The concepts of welfare regimes and secularity in Chinese societies

Key information

Date
Time
10:00 am to 1:00 pm
Venue
Brunei Gallery
Room
B104

About this event

Prof. André Laliberté (University of Ottawa)

Abstract

The seminar discussion will look at the concepts of welfare regime and secularity and the methodological challenges we face when they travel to Chinese societies. The concept of welfare regime, by including the family and the community as providers of social services and care, allows for a richer analysis of how people can address social insecurity than the traditional focus on the welfare state has allowed thus far. Looking beyond the state and the market to understand the evolution of welfare regimes opens the door to an examination of different social forces shaping the making and implementation of social policies, including religions.
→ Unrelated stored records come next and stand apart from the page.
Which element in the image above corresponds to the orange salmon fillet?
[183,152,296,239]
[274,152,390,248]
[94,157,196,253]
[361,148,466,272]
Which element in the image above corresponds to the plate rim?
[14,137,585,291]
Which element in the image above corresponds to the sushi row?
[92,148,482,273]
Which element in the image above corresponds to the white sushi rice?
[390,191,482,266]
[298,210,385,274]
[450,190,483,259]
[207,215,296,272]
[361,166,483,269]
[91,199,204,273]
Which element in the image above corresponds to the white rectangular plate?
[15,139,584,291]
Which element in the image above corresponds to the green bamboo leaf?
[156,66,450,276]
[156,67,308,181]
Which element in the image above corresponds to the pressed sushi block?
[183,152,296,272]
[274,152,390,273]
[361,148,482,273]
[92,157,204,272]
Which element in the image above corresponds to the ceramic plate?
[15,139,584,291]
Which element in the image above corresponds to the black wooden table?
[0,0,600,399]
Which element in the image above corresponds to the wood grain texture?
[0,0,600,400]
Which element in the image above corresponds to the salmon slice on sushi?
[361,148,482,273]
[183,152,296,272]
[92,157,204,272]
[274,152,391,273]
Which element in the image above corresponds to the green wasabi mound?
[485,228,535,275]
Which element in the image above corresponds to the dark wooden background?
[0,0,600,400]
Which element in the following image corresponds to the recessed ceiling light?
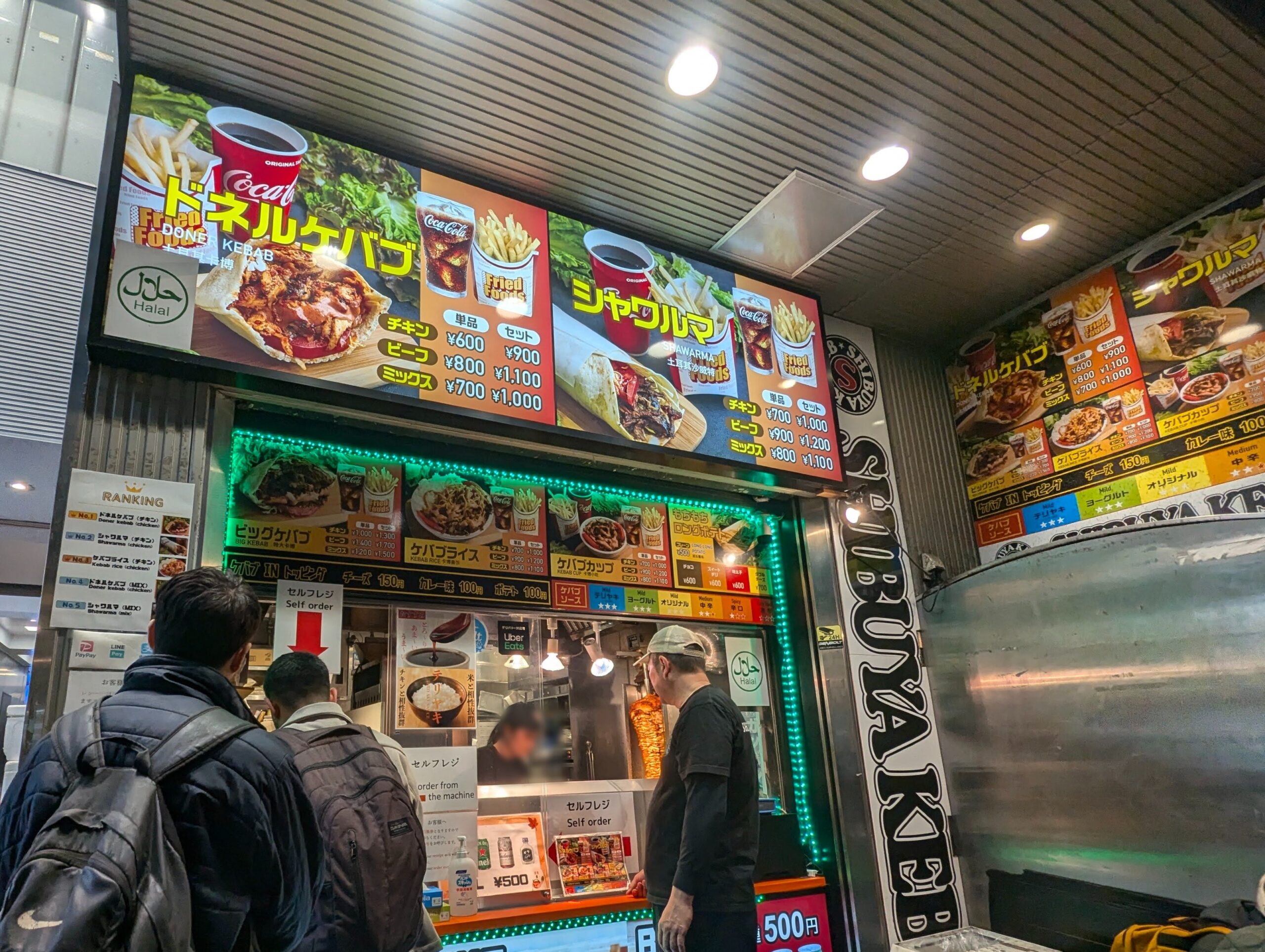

Such an approach, however, by revealing the liminality of religious involvement in the missions of the modern state, raise interesting questions about the secular nature of China, which is governed by a vanguard political party that claims to have solved the ‘religious question’ by hastening its withering away.

Bio

André Laliberté (University of British Columbia 1999) is Professor at the University of Ottawa’s School of Political Studies. He has published book chapters and articles for peer-reviewed journals about domestic politics in Taiwan and China, as well as about cross-strait relations. The issues he has examined include nationalism, freedom of conscience, democratization, social policies, and labor rights for migrant caregivers. His focus is the intersection of religion and politics in China and Taiwan, starting with The Politics of Buddhist Organizations in Taiwan (Routledge, 2004). He has co-edited Buddhism after Mao with Ji Zhe and Gareth Fisher (Hawai’i University Press, 2019), and Concepts and Methods for the Study of Chinese Religions with Stefania Travagnin (de Gruyter 2019). His books Chinese Religions and Welfare Regimes beyond the PRC: Legacies of Empire and Multiple Secularities and Religion and China's Welfare Regimes: Buddhist Philanthropy and the State will be published by Palgrave in 2022.